Blame abounds in 'botched' spy case ...
Washington's warp-speed ways fuel 'gotcha' culture.
WASHINGTON — In a case that lawmakers bluntly characterize as "botched," nearly every institution that came in contact with the Wen Ho Lee case made mistakes - including Congress itself.
The media are accused of fanning the flames, prodding officials to take premature action against the Taiwanese-born nuclear scientist. US government prosecutors brought charges some say they could never have proved. Then there's Congress, perhaps overzealous in trying to force the Justice and Energy Departments to account for reported "leaks" of US nuclear-weapons technology to China.
"There's plenty of blame to go around," says Steven Aftergood, director of the Project for Government Secrecy at the Federation of American Scientists.
Partly driving this string of events, which this month resulted in Dr. Lee's release from prison after he pleaded guilty to one of 59 felony charges against him, is today's high-speed culture in Washington. Jumping on issues for the purpose of public grandstanding or partisan advantage has become the modus operandi in the nation's capital, say many longtime political observers, sometimes to the detriment of sound public policy.
"There used to be more time to step back from things - a cooling-off period," says Stephen Hess, an analyst at the Brookings Institution here. "This is part of that phenomenon, which is relatively new, called the permanent campaign. They [the Washington elite] just never let go of all of the habits that are connected with campaigning, as opposed to governance."
As the Senate concluded its first round of hearings on the case yesterday, no one, it seems, escapes culpability for a case that imploded. With Lee free after time served, the fingerpointing is under way.
Among those who share the blame, say analysts, are:
The prosecution. Perhaps the greatest mistake, says Mr. Aftergood, was that the prosecution, after claiming that the classified material Lee downloaded onto portable tapes represented the "crown jewels" of American nuclear science, declined to thoroughly pursue that charge in court. The government, in fact, was blindsided when Lee's lawyers presented testimony to the contrary.
Another mistake, observers say, was that prosecutors charged Lee with intent to aid a foreign power. According to this week's testimony from Attorney General Janet Reno and FBI Director Louis Freeh, there is no evidence that Lee passed secrets to a foreign government.
Congress. Mr. Hess and others maintain that an overzealous Congress applied too much pressure on Ms. Reno and Energy Secretary Bill Richardson to get moving on Chinese espionage. In March 1999, when Mr. Richardson ordered that Lee be fired from his 20-year job at the Los Alamos National Laboratory in New Mexico, the FBI had no evidence that the scientist had passed secrets to China. Grounds for dismissal were minor infractions, though the week after Lee was fired, investigators discovered he had downloaded roughly 400,000 pages of classified nuclear documents.

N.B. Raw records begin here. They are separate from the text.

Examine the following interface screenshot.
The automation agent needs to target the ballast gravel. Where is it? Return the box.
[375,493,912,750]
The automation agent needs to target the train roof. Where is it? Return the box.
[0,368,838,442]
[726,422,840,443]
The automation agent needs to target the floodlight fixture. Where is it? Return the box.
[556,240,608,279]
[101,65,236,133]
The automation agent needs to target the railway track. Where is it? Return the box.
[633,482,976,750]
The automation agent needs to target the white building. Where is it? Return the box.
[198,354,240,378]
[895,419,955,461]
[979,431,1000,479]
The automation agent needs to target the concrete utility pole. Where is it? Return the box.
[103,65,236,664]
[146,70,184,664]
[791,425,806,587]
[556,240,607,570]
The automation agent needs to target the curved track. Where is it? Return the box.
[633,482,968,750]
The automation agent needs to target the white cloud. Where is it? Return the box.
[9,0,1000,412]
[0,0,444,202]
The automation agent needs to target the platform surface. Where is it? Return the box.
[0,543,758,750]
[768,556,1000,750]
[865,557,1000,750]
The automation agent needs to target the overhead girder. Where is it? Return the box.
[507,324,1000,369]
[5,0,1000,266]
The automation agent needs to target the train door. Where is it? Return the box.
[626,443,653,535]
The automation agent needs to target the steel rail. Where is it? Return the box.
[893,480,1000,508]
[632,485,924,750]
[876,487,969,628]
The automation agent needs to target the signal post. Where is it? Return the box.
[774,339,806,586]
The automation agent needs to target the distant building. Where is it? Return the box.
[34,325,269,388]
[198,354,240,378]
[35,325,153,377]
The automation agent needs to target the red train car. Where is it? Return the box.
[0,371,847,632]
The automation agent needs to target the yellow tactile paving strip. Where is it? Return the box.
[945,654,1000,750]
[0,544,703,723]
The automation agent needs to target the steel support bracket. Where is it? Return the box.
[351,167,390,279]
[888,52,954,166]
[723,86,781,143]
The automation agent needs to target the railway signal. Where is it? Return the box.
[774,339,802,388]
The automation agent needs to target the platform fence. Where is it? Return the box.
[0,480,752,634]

Sen. Arlen Specter (R) of Pennsylvania vigorously disputes this view. The senator, who headed a task force looking into this case, says the fault lies with the Justice Department, "which does not treat espionage cases, or potential espionage cases, seriously enough." In an interview with the Monitor, he faulted Reno for initially turning down a request for government surveillance of Lee.
Local officials. According to a Washington Post report, lead prosecutor Robert Gorence (who was later removed because of a personal indiscretion) told friends his single greatest mistake was not insisting that Lee receive more humane treatment. Indeed, a firestorm of criticism has arisen over Lee's solitary confinement, the dim lightbulb constantly on in his cell, and the shackles he wore outside his cell.
The treatment has contributed to claims of racial profiling, which Reno and Freeh this week strenuously denied. Freeh also said officials went out of their way to accommodate Lee, including providing
special food, a Mandarin-speaking FBI agent, exercise, and building a secure facility in the courthouse where he could consult with his lawyers.
The federal judge. Akhil Amar, a constitutional scholar at Yale Law School, wonders why the judge agreed to solitary confinement for Lee without more deeply probing the government's claim that he posed a severe national security risk. "He was obliged to tell prosecutors, 'Show me the money,' and should not have taken their word for it," says Mr. Amar.
Ideally, this will lead to self-examination by the various players, because their credibility is at stake, says Aftergood. But as he points out, Lee is also responsible because, "when all is said and done, he did commit a felony."
Indeed, that's the point Freeh and Reno made this week as they explained that the purpose of the plea bargain is to get Lee to disclose what he's done with missing tapes. Investigators have found that, not only did Lee download the information onto tapes - and make copies of those tapes - but he took elaborate steps to remove classification markings, cover his tracks, and regain entry once his clearance had been removed.
"Dr. Lee is no hero," said Reno. "He is no absent-minded professor. He is a felon."